= Agnes Plum =

German politician (1869–1951)

Agnes Plum (born Agnes Jansen: 9 April 1869 – 10 August 1951) was a German politician (SPD, KPD). Between 1925 and 1928 she was a Communist member of the national parliament (Reichstag).

==Life==
Agnes Jansen was born in Bardenberg, today a part of Würselen, but then a small village to the north of Aachen, and close to the Dutch border. She attended school locally and then entered into domestic service. Sometime before 1905 she relocated to the economically dynamic Ruhr region and became an industrial worker. By this time she had been married twice, and had become Agnes Plum. 1905 was also the year in which she joined the Social Democratic Party.

When war broke out in 1914 many party members opposed the leadership decision to operate a political truce, which in effect meant voting in the Reichstag in support of war credits to fund the war, and refraining from criticism of the government for its duration.
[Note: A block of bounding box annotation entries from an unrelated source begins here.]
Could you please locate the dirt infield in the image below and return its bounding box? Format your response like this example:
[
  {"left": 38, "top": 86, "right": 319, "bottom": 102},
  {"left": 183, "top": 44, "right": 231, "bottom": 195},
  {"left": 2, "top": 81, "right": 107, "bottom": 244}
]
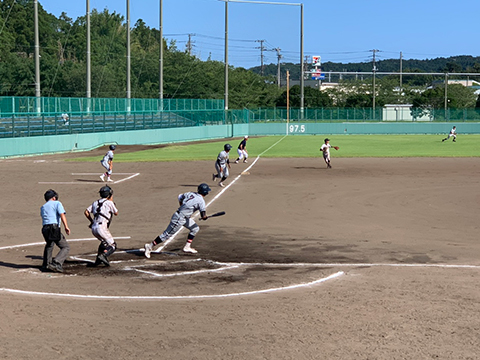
[{"left": 0, "top": 153, "right": 480, "bottom": 360}]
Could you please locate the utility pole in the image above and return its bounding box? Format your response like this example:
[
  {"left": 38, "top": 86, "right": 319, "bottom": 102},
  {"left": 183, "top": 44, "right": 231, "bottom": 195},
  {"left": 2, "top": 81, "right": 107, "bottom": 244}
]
[
  {"left": 33, "top": 0, "right": 41, "bottom": 113},
  {"left": 370, "top": 49, "right": 380, "bottom": 114},
  {"left": 273, "top": 48, "right": 283, "bottom": 87},
  {"left": 187, "top": 34, "right": 195, "bottom": 56},
  {"left": 400, "top": 51, "right": 403, "bottom": 91},
  {"left": 255, "top": 40, "right": 266, "bottom": 76}
]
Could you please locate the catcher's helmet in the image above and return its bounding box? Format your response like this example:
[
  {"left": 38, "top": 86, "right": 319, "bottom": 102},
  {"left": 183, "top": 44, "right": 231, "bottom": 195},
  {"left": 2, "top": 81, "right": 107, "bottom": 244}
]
[
  {"left": 43, "top": 189, "right": 58, "bottom": 201},
  {"left": 99, "top": 185, "right": 113, "bottom": 199},
  {"left": 197, "top": 183, "right": 212, "bottom": 196}
]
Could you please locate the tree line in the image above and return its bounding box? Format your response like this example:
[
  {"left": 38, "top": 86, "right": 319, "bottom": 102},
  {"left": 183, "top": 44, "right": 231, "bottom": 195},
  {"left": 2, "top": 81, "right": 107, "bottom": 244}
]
[{"left": 0, "top": 0, "right": 480, "bottom": 109}]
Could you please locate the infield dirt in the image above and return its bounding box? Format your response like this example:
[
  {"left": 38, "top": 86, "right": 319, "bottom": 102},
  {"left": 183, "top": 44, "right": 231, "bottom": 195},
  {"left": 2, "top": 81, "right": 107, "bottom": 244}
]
[{"left": 0, "top": 149, "right": 480, "bottom": 360}]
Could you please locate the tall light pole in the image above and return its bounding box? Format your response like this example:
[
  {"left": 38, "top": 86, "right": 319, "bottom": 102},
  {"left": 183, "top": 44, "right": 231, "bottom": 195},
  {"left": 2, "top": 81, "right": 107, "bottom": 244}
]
[
  {"left": 370, "top": 49, "right": 380, "bottom": 118},
  {"left": 86, "top": 0, "right": 92, "bottom": 111},
  {"left": 127, "top": 0, "right": 132, "bottom": 111},
  {"left": 158, "top": 0, "right": 163, "bottom": 102},
  {"left": 300, "top": 4, "right": 305, "bottom": 119},
  {"left": 220, "top": 0, "right": 305, "bottom": 112},
  {"left": 33, "top": 0, "right": 41, "bottom": 113},
  {"left": 224, "top": 0, "right": 229, "bottom": 111}
]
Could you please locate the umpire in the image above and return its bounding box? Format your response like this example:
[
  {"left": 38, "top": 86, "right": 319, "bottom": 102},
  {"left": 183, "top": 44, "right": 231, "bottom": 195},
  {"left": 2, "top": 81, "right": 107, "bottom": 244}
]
[{"left": 40, "top": 189, "right": 70, "bottom": 272}]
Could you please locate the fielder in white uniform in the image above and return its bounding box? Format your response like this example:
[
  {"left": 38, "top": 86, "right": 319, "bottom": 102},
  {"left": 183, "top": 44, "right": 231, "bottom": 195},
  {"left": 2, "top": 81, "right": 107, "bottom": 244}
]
[
  {"left": 100, "top": 145, "right": 117, "bottom": 181},
  {"left": 442, "top": 126, "right": 457, "bottom": 142},
  {"left": 235, "top": 135, "right": 248, "bottom": 164},
  {"left": 84, "top": 186, "right": 118, "bottom": 266},
  {"left": 320, "top": 138, "right": 338, "bottom": 169},
  {"left": 212, "top": 144, "right": 232, "bottom": 187},
  {"left": 144, "top": 183, "right": 211, "bottom": 259}
]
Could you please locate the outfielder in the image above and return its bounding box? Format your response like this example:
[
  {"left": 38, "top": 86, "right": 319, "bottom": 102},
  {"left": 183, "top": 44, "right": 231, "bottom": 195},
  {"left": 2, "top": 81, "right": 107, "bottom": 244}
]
[
  {"left": 442, "top": 126, "right": 457, "bottom": 142},
  {"left": 320, "top": 138, "right": 339, "bottom": 169},
  {"left": 84, "top": 186, "right": 118, "bottom": 266},
  {"left": 212, "top": 144, "right": 232, "bottom": 187},
  {"left": 235, "top": 135, "right": 248, "bottom": 164},
  {"left": 144, "top": 183, "right": 212, "bottom": 259},
  {"left": 100, "top": 145, "right": 117, "bottom": 181}
]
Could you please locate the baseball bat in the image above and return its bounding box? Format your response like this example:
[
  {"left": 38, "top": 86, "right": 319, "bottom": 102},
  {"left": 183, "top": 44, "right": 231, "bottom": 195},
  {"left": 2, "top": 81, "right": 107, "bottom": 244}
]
[{"left": 208, "top": 211, "right": 225, "bottom": 218}]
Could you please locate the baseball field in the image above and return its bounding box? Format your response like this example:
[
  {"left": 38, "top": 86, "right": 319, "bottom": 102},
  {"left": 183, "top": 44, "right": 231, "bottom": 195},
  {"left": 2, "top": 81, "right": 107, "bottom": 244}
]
[{"left": 0, "top": 135, "right": 480, "bottom": 360}]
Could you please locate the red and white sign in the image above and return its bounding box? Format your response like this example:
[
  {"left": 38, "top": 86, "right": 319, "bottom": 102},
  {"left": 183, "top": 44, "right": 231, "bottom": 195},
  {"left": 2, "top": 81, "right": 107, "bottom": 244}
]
[{"left": 312, "top": 56, "right": 322, "bottom": 66}]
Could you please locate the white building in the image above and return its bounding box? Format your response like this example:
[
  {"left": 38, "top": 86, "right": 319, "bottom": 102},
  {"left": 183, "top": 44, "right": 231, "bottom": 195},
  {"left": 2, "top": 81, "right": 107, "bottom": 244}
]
[{"left": 382, "top": 104, "right": 432, "bottom": 121}]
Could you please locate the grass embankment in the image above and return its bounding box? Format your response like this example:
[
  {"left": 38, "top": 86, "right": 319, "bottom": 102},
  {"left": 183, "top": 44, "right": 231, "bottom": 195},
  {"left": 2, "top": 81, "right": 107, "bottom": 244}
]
[{"left": 70, "top": 135, "right": 480, "bottom": 162}]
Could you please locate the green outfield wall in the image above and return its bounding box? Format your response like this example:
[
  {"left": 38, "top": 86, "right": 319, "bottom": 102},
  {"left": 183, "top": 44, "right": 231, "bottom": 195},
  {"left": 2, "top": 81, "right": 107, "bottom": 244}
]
[{"left": 0, "top": 121, "right": 480, "bottom": 157}]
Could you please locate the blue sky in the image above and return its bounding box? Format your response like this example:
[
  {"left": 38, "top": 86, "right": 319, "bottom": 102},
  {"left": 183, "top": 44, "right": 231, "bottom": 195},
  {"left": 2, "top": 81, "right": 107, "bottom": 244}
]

Three years later, as economic destitution at home and industrial scale slaughter on the frontline mounted, and the threat of annexation from the east by an autocratic czarist government appeared less immediate, the SPD broke apart over the issue. In 1917 Agnes Plum was one of those who went with the breakaway faction which became the Independent Social Democratic Party ("Unabhängige Sozialdemokratische Partei Deutschlands" / USPD). Three years later, when the USPD itself broke up, at the end of 1920 Plum was a delegate at the party conference at which a left-wing majority, of which she was a part, joined up with the newly formed German Communist Party. She was on the party's left wing. At this time Plum was living and working in the industrial Schonnebeck quarter of Essen, where she was also a member of the local council and, probably, of the regional parliament ("Landtag") in Düsseldorf. Within the local party leadership ("Bezirksleitung") she was leader in the women's section, also having involvement in the Roter Frauen und Mädchen Bund (RFMB), the female section of the party's quasi-military wing.

On 5 December 1925 Plum entered the national parliament (Reichstag) as the Communist member for Düsseldorf East. She entered as a replacement for her party comrade Artur König who had been required by the party to give up his seat following financial losses for which he, as treasurer responsible for monies allocated to producing certain party newspapers, was blamed. There was no suggestion that König had enriched himself personally, but a significant amount of money had nevertheless been lost. Plum remained a Reichstag member till 1928, but she was not re-elected at the next general election, and her sixtieth birthday, which she reached in 1929, appears to have put an end to any further high-profile political activity.